From the journal of Don Fernando de Torrescusa, Marquess de Girona, Envoy of His Most Catholic Majesty, Carlos the Second, King of Spain, to the Flemish Free City of Laarden in 1688
Although I had met the Duque de Havré before, it had been some years earlier in El Escorial. I have a memory of a small plump child running through sunlit rooms, chasing the Meninas before being scolded loudly by one of the Palace equerries. Dark, moody, impish eyes in a pasty, fleshy child’s face was my lasting memory, before that face dissolved into a wail of tears, accompanied by a sulky frown.
The years had not changed the pallid complexion of his face. He bore the trappings of wealth, influence and power openly on the field of Sorée to the south east of Namur, a league away from where the advance formations of the Sun King’s army were forming.

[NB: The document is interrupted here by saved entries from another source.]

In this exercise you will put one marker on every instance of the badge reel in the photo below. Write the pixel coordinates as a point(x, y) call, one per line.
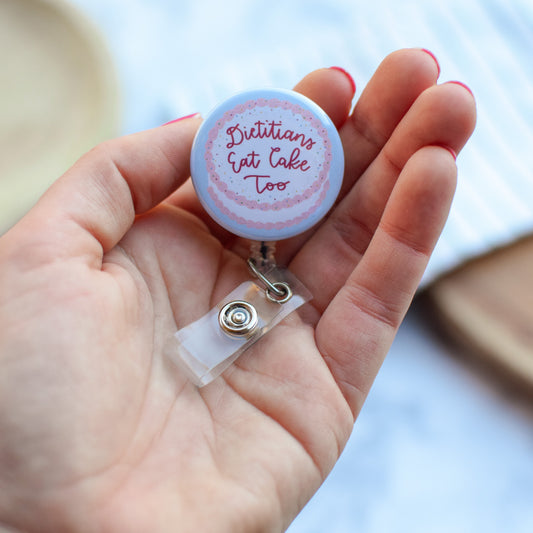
point(266, 165)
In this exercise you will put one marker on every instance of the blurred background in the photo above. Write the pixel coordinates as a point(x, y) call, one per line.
point(445, 440)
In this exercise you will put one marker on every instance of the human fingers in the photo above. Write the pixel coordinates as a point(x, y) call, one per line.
point(443, 115)
point(89, 209)
point(398, 81)
point(357, 328)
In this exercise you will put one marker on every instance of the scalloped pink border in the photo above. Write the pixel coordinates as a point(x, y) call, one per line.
point(268, 225)
point(280, 204)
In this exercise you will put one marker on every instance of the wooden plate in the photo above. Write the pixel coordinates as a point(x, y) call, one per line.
point(58, 98)
point(487, 305)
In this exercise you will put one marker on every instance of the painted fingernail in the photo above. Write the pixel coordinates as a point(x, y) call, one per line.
point(462, 85)
point(434, 57)
point(451, 150)
point(193, 115)
point(348, 75)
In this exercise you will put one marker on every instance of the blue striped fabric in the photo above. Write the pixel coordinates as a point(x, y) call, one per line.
point(175, 58)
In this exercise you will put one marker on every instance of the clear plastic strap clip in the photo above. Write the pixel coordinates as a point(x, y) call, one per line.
point(205, 348)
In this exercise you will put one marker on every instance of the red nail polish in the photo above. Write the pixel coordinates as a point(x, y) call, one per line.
point(434, 57)
point(182, 118)
point(348, 75)
point(462, 85)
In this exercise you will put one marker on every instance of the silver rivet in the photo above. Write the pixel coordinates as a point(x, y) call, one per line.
point(238, 318)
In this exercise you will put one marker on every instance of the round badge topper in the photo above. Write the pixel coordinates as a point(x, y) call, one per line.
point(267, 164)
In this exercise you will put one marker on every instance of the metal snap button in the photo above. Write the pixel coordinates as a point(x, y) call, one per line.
point(238, 319)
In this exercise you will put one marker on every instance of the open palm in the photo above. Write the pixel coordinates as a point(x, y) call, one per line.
point(99, 431)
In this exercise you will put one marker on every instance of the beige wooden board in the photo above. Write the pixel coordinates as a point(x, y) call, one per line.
point(58, 97)
point(487, 305)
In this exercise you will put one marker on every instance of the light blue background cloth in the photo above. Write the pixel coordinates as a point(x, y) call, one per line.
point(177, 57)
point(436, 448)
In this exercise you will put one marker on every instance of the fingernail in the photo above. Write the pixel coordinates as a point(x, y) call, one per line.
point(434, 57)
point(182, 118)
point(348, 75)
point(462, 85)
point(451, 150)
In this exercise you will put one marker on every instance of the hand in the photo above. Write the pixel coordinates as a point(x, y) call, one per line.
point(99, 432)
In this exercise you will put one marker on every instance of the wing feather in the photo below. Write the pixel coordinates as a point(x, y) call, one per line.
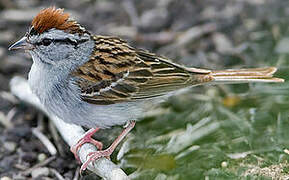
point(117, 72)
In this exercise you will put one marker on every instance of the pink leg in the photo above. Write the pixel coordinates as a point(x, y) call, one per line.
point(107, 152)
point(86, 139)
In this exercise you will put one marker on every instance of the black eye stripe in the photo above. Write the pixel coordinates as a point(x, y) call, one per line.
point(63, 41)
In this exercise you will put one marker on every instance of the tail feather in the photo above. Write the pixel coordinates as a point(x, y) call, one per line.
point(246, 75)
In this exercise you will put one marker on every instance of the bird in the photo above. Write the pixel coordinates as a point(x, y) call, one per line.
point(101, 81)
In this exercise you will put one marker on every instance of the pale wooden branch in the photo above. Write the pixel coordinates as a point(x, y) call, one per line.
point(70, 133)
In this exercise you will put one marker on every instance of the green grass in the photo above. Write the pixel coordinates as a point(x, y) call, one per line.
point(218, 132)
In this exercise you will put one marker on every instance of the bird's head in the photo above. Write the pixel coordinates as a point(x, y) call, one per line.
point(53, 36)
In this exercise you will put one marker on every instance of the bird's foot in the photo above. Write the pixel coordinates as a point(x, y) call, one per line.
point(107, 152)
point(86, 139)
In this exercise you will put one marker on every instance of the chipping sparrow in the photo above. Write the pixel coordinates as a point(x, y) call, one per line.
point(100, 81)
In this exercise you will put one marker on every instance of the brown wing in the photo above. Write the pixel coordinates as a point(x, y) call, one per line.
point(118, 73)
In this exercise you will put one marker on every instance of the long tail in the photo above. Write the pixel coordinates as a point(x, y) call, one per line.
point(245, 75)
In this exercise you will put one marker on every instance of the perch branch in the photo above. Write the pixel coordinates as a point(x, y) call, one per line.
point(70, 133)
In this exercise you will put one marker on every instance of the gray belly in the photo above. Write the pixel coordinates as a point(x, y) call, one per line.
point(67, 105)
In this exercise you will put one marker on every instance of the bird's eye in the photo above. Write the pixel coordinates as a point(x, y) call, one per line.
point(46, 42)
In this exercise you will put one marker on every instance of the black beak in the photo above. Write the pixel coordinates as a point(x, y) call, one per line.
point(21, 44)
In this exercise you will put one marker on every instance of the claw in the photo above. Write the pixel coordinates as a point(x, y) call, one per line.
point(107, 152)
point(86, 139)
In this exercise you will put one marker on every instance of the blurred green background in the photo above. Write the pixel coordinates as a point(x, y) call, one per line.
point(210, 132)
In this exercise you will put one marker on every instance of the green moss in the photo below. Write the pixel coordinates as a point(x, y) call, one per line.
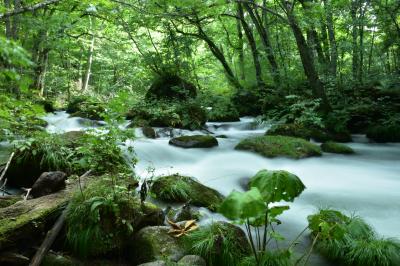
point(274, 146)
point(334, 147)
point(290, 130)
point(384, 133)
point(177, 188)
point(196, 141)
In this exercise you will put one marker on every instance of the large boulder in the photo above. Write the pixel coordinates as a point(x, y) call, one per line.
point(384, 133)
point(274, 146)
point(171, 87)
point(154, 243)
point(47, 183)
point(182, 189)
point(290, 130)
point(333, 147)
point(195, 141)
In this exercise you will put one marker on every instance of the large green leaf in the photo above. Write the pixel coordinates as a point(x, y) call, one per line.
point(277, 185)
point(240, 206)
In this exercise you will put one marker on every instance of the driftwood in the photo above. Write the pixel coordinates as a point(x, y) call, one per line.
point(53, 233)
point(24, 222)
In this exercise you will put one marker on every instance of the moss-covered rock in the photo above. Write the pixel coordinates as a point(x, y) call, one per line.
point(274, 146)
point(181, 189)
point(290, 130)
point(384, 133)
point(195, 141)
point(154, 243)
point(171, 87)
point(110, 219)
point(334, 147)
point(220, 243)
point(85, 107)
point(149, 132)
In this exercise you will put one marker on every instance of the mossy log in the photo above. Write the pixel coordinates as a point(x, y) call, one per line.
point(26, 222)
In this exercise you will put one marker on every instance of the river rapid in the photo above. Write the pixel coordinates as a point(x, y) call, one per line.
point(366, 183)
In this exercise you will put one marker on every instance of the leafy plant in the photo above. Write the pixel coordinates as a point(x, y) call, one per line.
point(253, 207)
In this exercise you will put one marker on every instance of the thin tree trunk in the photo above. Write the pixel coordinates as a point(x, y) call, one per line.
point(253, 47)
point(308, 63)
point(333, 53)
point(240, 47)
point(264, 36)
point(88, 71)
point(355, 59)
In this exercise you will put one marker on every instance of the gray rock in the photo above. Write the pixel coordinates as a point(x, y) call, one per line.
point(154, 243)
point(48, 183)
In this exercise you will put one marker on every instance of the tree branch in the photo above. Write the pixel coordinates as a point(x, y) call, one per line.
point(28, 8)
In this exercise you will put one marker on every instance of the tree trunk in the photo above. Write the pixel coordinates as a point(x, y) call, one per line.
point(89, 61)
point(250, 38)
point(264, 36)
point(240, 46)
point(308, 63)
point(333, 53)
point(355, 59)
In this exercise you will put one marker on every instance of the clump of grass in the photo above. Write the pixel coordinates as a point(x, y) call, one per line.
point(351, 241)
point(221, 244)
point(274, 146)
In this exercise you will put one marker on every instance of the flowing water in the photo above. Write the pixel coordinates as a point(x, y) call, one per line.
point(366, 183)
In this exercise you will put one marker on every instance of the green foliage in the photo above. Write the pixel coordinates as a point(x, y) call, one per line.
point(19, 117)
point(334, 147)
point(109, 209)
point(270, 258)
point(273, 146)
point(277, 185)
point(351, 241)
point(218, 243)
point(242, 206)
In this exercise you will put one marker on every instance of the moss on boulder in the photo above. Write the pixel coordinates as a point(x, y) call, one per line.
point(384, 133)
point(181, 189)
point(154, 243)
point(195, 141)
point(334, 147)
point(171, 87)
point(274, 146)
point(290, 130)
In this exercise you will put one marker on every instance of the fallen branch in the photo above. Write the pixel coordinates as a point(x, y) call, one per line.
point(49, 240)
point(53, 233)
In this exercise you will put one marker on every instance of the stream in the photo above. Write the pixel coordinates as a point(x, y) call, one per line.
point(366, 183)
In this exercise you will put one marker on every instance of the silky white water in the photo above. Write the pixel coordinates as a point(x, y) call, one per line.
point(366, 183)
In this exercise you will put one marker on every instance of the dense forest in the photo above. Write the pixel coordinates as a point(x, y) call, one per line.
point(208, 132)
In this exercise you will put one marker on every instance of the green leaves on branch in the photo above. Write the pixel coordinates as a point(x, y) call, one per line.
point(241, 206)
point(277, 185)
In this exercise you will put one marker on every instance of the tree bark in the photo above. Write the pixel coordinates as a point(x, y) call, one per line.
point(308, 63)
point(253, 46)
point(264, 36)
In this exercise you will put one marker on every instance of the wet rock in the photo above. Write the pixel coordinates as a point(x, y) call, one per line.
point(154, 243)
point(183, 189)
point(154, 263)
point(274, 146)
point(149, 132)
point(333, 147)
point(196, 141)
point(192, 260)
point(171, 87)
point(290, 130)
point(48, 183)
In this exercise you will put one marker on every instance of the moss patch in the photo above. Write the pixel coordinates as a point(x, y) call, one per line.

He had exchanged the mischievous, childhood, carefree chase through the chambers of a palace for the forced-calm and assumed sang-froid of a leading nobleman of his House. But one glance into his eyes betrayed him. He was little more than a magnificent butterfly, swaggering and gasping by equal measures under the incarcerating bell-jar of expectation, trapped by a hidalgo’s obligations of honour in the autumn of his aristocratic House’s life-arc.
As I looked from his Serene Highness across the dusty, July fields, I could identify clearly the standards of the French Gendarmerie, floating as if gossamer light above the scarlet uniformed cavaliers of France.
Enemies to skewer your iridescent butterfly wings, my Lord, I thought.
But before I could caution him and suggest a way out of his breathless tomb of asphyxiating pride, he had spurred his Tobiano mare to the front of his Tercio of Horse. There was no lack of courage in the Duque de Havré, even if it was born of despair and an inability to escape the responsibilities of the glittering House of Croÿ.
Now long forgotten by history, the House of Croÿ was once a formidable force in the Hapsberg politics of late 17th Century Flanders, Burgundy and the Rhinelands. Members of the House of Croÿ were active in the complex politics of the Empire, holding impressive positions in the Imperial Court and ecclesiarchy. Members of the House were bishops of Cambrai, Arras, Ypres, Tournai; one was the tutor and Godfather to the Emperor Charles V; another was Grand Equerry to the King of Spain. Many were members of the prestigious Hapsberg Order of the Golden Fleece.
The members of the House of Croÿ who followed the colours and beat of the drum weave through the military narratives the 17th Century. They travelled and fought in Italy, Spain, Flanders, Russia, Germany and the New Spain. No doubt their influence, wealth and family connections opened many doors to military advancement and political influence.
It was therefore perhaps unsurprising that on the list of Tercios of Horse, entered on page 13 of the Pike & Shot Society’s book “The Spanish Armies in the War of the League of Augsberg: 1688-1697”, the final Tercio of Horse was that of Charles de Croÿ, Duque de Havré.
While not himself the Duque de Croÿ, Charles du Croÿ held the title of Duque de Havré, entitling him to the honorific title of ‘Principe’, and to be addressed with the predicate of “Serene Highness”. He held the award of nobility of the Order of the Golden Fleece, and I thought that both he, and his Tercio of Horse, would make good subjects for my Spanish army of Flanders for 1688.
The figures are a mixture of Dixons and Wargames Foundry. I added some arm swaps, and some green-stuff feathers. For Duque Charles, I added a small green-stuff Order of the Golden Fleece around his neck.
The Duque’s horse is a piebald, and specifically a Tobiano. These were popular in 17th Century Europe, as you can see from this study by Pieter Paul Rubens.
The standard for the Tercio of Horse was reconstructed from the fragments of information we know about late 17th Century Spanish and Flemish flags. “The Spanish Armies in the War of the League of Augsberg: 1688-1697” states that many of the flags for the Spanish and Flemish cavalry of the late 17th Century featured a Burgundian cross on a red field, but that other family symbols and religious images were reasonably common, often as the reverse of the standard. I opted for an image of the Virgin and Child, although I could (and might next time) have used the family crest of the House of Croÿ.
I also added tufts from Warbases and Mini-Natur (which I picked up at Salute, 2018)
As for weapons, this is another pistol-armed unit of Horse from the Spanish army of Flanders. Hopefully, in facing the French, the Spanish and Flemish pistol-bearing tactics will be an interesting contrast to more aggressive French swordpoints.